The Turkmenistan Higher League, also called Türkmenistan Ýokary Liga (Turkmen: Ýokary liga futbol klublarynyň arasyndaky futbol boýunça Türkmenistanyň çempionaty), is the top division of professional football in Turkmenistan, operated by the Turkmenistan Football Federation.

Eight clubs participate in the competition which runs between April and November. As of the 2026 season, the winners receive a spot in the AFC Champions League Two preliminary stage.
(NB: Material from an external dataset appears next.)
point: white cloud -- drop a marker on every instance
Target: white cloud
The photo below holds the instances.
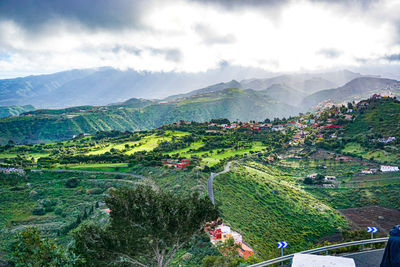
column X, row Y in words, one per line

Since the introduction of the Turkmenistan Higher League in 1992, Altyn Asyr (8 times), Köpetdag (6 times), Nebitçi (4 times), Nisa (4 times), Ýedigen (4 times), Arkadag (3 times), Aşgabat (2 times), Ahal (1 time) and Şagadam (1 time) have won the title.

FC Arkadag are the current champions (2025) (for the third time).

==History==
After the dissolution of the Soviet Union, starting in 1992, each former Soviet republic organized an independent national championship.

FC Kopetdag won the first four titles. Nisa Aşgabat was the only team which managed to break Kopetdag's dominance, winning the top division title in 1996.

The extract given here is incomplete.